Evocateur: The Morton Downey Jr. Movie | Film | Hudson Valley | Chronogram Magazine
Morton Downey Jr. and Rev. Al Sharpton in Evocateur: The Morton Downey Jr. Movie, screening at Upstate Films in Rhinebeck on August 4.
Morton Downey Jr. and Rev. Al Sharpton in Evocateur: The Morton Downey Jr. Movie, screening at Upstate Films in Rhinebeck on August 4.

Bill O'Reilly is conciliatory, Sean Hannity is thoughtful, and Glenn Beck is downright rational—that is, when compared to 1980s talk show host Morton Downey Jr. The chain-smoking right-winger with the suitcase-sized mouth went from New York City talk show personality to national working-class hero on the strength of his populist stance and bullying onscreen antics.

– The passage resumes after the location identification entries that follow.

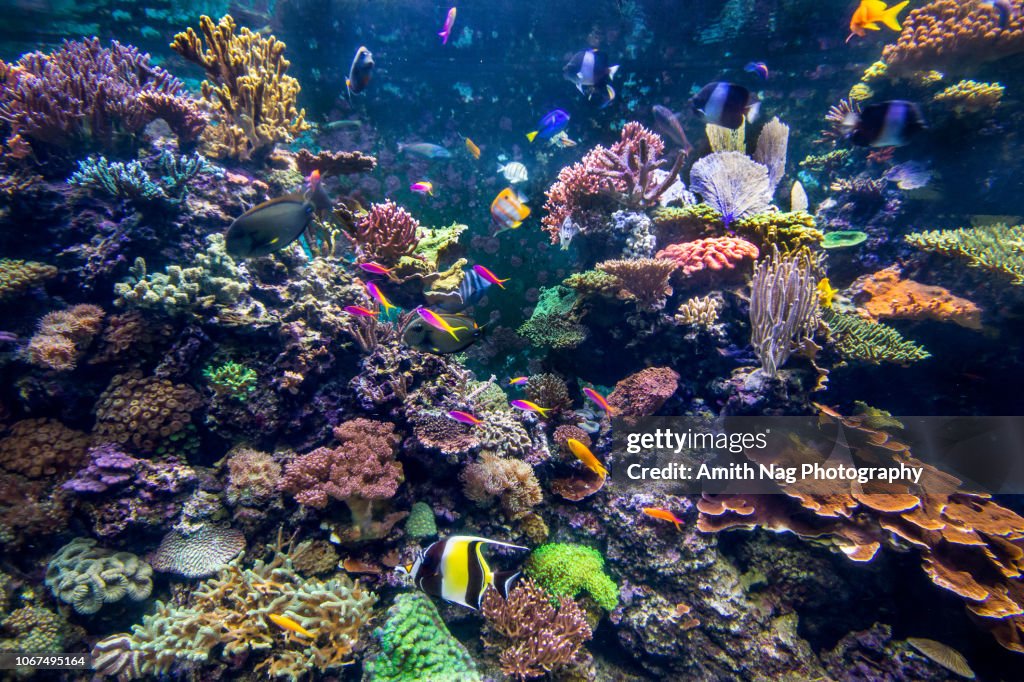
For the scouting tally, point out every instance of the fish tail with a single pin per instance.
(891, 16)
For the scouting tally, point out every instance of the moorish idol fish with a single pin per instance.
(455, 569)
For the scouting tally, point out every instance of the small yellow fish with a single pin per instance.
(286, 623)
(825, 293)
(584, 455)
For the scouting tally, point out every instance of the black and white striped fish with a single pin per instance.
(455, 569)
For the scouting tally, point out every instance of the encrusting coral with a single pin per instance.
(88, 577)
(253, 98)
(233, 609)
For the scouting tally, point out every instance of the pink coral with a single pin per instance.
(386, 233)
(719, 253)
(643, 393)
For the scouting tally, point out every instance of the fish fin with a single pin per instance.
(891, 16)
(504, 580)
(753, 111)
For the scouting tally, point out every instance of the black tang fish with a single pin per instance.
(418, 334)
(726, 104)
(455, 569)
(885, 124)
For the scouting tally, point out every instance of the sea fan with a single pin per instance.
(731, 183)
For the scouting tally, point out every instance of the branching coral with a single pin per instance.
(783, 308)
(87, 577)
(951, 35)
(62, 336)
(534, 638)
(386, 233)
(994, 248)
(643, 280)
(232, 609)
(86, 94)
(732, 183)
(857, 339)
(253, 98)
(361, 472)
(886, 294)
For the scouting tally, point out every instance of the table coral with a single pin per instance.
(534, 638)
(231, 609)
(416, 645)
(252, 97)
(951, 35)
(88, 577)
(886, 294)
(721, 254)
(565, 570)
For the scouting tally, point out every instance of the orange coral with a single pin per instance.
(886, 295)
(953, 35)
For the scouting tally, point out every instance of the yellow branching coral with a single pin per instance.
(971, 96)
(252, 97)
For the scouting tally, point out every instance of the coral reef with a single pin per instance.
(87, 577)
(252, 97)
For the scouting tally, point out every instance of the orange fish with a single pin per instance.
(664, 514)
(286, 623)
(584, 455)
(869, 12)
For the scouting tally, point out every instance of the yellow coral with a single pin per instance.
(252, 97)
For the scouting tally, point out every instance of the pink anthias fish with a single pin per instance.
(528, 406)
(488, 275)
(599, 399)
(359, 311)
(446, 30)
(437, 322)
(379, 296)
(465, 417)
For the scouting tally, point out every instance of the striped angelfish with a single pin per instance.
(455, 569)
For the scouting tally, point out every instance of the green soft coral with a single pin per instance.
(417, 645)
(565, 570)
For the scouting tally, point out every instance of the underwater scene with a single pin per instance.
(512, 340)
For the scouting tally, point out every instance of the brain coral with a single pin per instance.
(87, 577)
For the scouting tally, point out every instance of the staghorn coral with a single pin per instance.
(512, 481)
(231, 609)
(970, 96)
(859, 340)
(885, 294)
(771, 150)
(415, 644)
(534, 637)
(200, 553)
(783, 308)
(88, 577)
(17, 276)
(143, 412)
(361, 472)
(62, 336)
(732, 183)
(385, 233)
(994, 248)
(788, 231)
(565, 570)
(42, 449)
(84, 94)
(252, 97)
(950, 36)
(643, 280)
(717, 255)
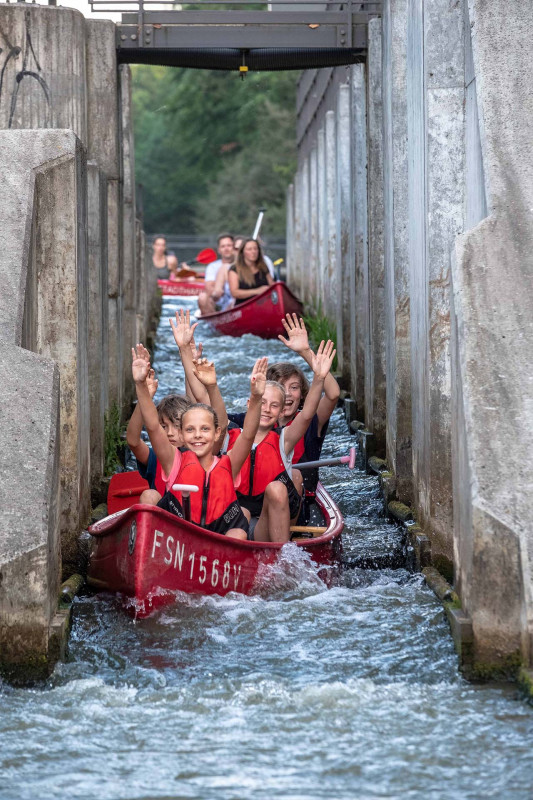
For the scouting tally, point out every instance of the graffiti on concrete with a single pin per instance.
(30, 67)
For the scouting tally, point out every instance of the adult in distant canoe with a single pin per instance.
(238, 243)
(216, 295)
(165, 263)
(250, 274)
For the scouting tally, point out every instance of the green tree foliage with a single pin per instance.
(211, 149)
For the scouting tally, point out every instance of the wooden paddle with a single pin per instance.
(206, 256)
(185, 489)
(258, 223)
(185, 272)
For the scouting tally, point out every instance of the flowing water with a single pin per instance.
(304, 693)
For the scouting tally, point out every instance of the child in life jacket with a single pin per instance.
(215, 507)
(296, 387)
(169, 411)
(267, 490)
(190, 353)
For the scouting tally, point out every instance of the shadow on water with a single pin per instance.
(299, 693)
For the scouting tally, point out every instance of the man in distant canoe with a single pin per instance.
(216, 295)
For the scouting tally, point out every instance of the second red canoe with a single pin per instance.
(260, 315)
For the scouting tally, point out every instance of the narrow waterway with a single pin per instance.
(302, 693)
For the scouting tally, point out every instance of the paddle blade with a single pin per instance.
(125, 488)
(185, 273)
(206, 256)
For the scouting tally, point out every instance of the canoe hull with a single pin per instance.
(148, 554)
(184, 288)
(261, 315)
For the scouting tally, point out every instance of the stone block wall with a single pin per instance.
(424, 262)
(73, 267)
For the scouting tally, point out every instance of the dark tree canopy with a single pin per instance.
(211, 149)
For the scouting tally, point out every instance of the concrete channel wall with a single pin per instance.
(424, 262)
(75, 294)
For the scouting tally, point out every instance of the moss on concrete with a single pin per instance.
(506, 669)
(525, 682)
(400, 511)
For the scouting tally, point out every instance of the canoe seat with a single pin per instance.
(306, 531)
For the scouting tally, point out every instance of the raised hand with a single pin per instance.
(205, 371)
(258, 377)
(297, 334)
(196, 349)
(142, 352)
(322, 361)
(182, 329)
(152, 383)
(140, 365)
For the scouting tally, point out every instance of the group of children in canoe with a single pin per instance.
(241, 464)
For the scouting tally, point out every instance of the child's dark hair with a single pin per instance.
(172, 407)
(284, 369)
(224, 236)
(281, 389)
(204, 407)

The wild ride lasted only two years. Drunk on power, and believing his own hype, Downey eventually imploded in public. But, argue the Hudson Valley directors of the new documentary Evocateur: The Morton Downey Jr. Movie, Downey paved the way for the brash theatrics of today's breed of conservative TV pundits.

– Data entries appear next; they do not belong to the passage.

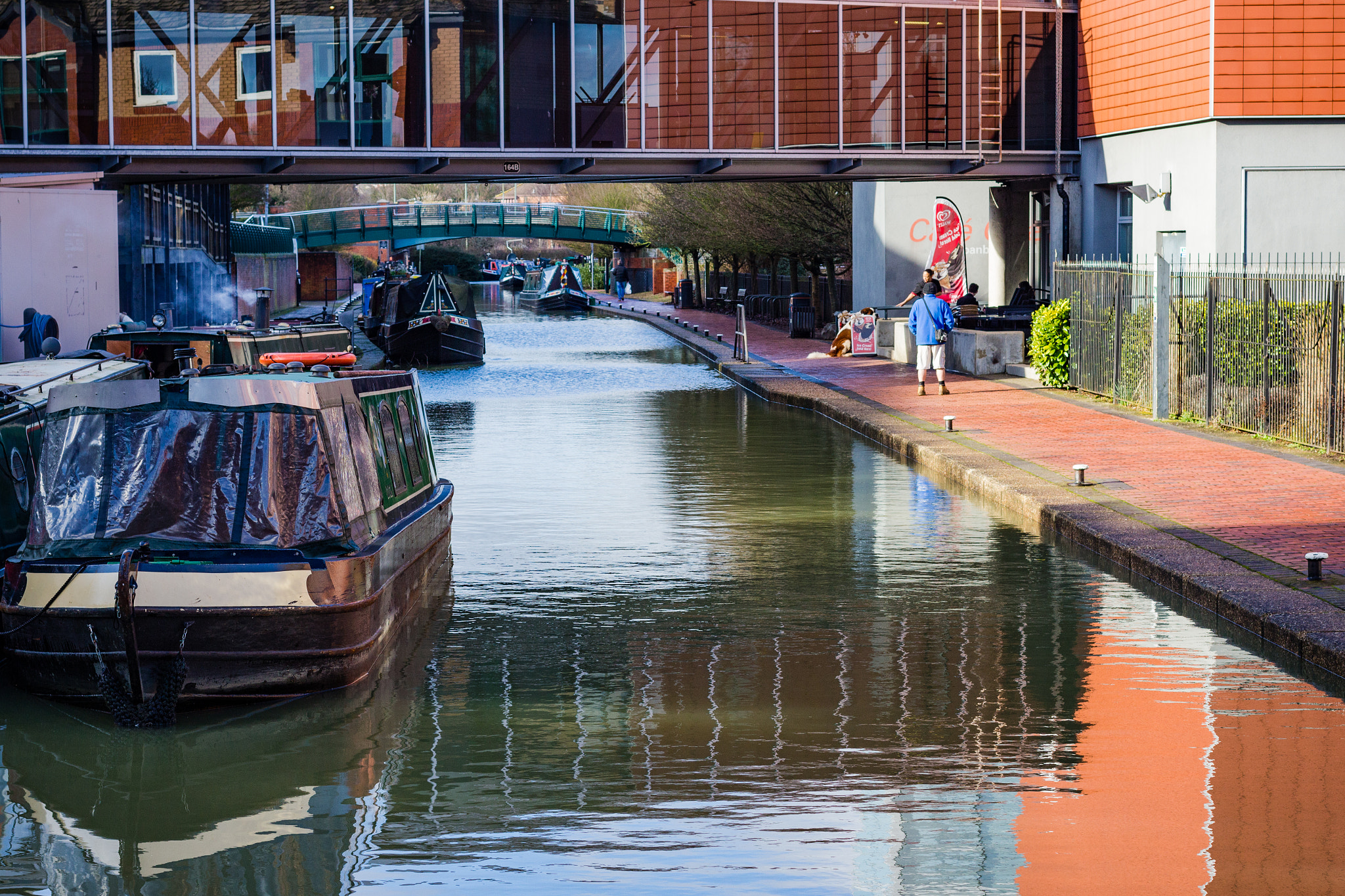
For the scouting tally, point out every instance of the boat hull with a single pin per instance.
(432, 344)
(246, 653)
(557, 301)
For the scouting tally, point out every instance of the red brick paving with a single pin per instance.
(1269, 504)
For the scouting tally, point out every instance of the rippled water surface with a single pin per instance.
(707, 644)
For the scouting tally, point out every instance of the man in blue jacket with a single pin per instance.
(929, 316)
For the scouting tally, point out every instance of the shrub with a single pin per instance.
(1049, 349)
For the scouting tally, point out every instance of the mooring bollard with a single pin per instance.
(1314, 565)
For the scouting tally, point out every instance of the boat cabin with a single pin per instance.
(309, 461)
(240, 345)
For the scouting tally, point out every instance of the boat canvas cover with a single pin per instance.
(170, 472)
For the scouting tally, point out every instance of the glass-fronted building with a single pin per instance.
(715, 75)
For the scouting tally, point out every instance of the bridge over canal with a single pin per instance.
(418, 223)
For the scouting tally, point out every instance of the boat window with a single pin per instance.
(19, 473)
(343, 463)
(395, 461)
(376, 433)
(410, 437)
(186, 476)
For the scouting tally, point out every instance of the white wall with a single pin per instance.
(58, 254)
(893, 236)
(1238, 186)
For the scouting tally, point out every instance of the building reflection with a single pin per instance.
(540, 74)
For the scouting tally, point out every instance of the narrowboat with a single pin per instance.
(553, 288)
(24, 387)
(513, 273)
(426, 322)
(490, 269)
(214, 345)
(283, 766)
(210, 539)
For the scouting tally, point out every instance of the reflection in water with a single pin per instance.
(701, 643)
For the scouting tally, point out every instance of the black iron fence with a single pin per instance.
(1252, 347)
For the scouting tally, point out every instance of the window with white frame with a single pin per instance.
(252, 66)
(1125, 223)
(156, 77)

A one-time screening of Evocateur, featuring co-director (and Red Hook resident) Seth Kramer, will take place at Upstate Films Rhinebeck on August 4.

Kramer is one-third of Ironbound Films, the Garrison-based production company that spent several years on the film. He admits being a teen fan of "The Morton Downey Jr. Show," as were co-directors Daniel A. Miller, and Jeremy Newberger. As adults, and award-winning documentarians, the trio realized the perfect-for-film, sensationalistic quality of Downey's life. But as unapologetic liberal progressives, they saw the phenomenon as a cautionary tale.

The team felt, Kramer says, that it would be "on the one hand, hilarious to bring him back to the big screen and see him, once again, terrorize people. On the other hand, the film seemed to have the potential, for us, to communicate something perhaps more important: Because there are people today who are still practicing his act on television."

Over the course of research, Kramer and his colleagues discovered that Downey was far more complicated than his crass, braying persona might suggest. "It was just one surprise after the next," Kramer says. Downey, the son of a famous Hollywood crooner, was originally a liberal Democrat, a friend and booster of the Kennedys, and even a poet. In interviews with friends and contemporaries—among them, Gloria Allred, Bill Boggs, Pat Buchanan, and Alan Dershowitz—a portrait emerges of a man who reinvented himself more for a hunger for fame than from political conviction, churning up his studio audience into what Mayor Ed Koch called "a lynch mob."

Downey's biggest crusade came, uncharacteristically, with the case of Tawana Brawley, the Wappingers Falls teen who claimed to be the victim of a fearsome hate crime. Downey dissected the issue several times on his show, resulting in an on-stage battle and visceral television. Along the way, he made Reverend Al Sharpton a household name.

The most unsettling scene—among many—in Evocateur is when members of Downey's original production team discuss their roles in fanning the flames of the Brawley case (ultimately proven a hoax). With unsettling candor and a measure of shame, they talk about their quest for through-the-roof ratings, at any cost.

"It was still a keystone experience in all of their lives," Kramer says of the producers, "and they had a lot of baggage associated with it." (One of the former producers was Jim Langan, now editor of the Hyde Park weekly newspaper Hudson Valley News.)

The Ironbound Films directors saw Evocateur as "a psychological thriller about the rise and fall of this man," Kramer says. Jarring animation segments by British artist Murray John depict the internal demons of Downey. Daughter Kelly offers a clear-eyed look at her father, who went from family man to egomaniac, trading in her mother for a showgirl. Downey's widow refused to participate, Kramer says, when she realized this would not be a cinematic canonization but "a fair look at who he was, warts and all."

Evocateur screens on Sunday, August 4, at 3pm at Upstate Films in Rhinebeck. A discussion with co-director Seth Kramer follows the film.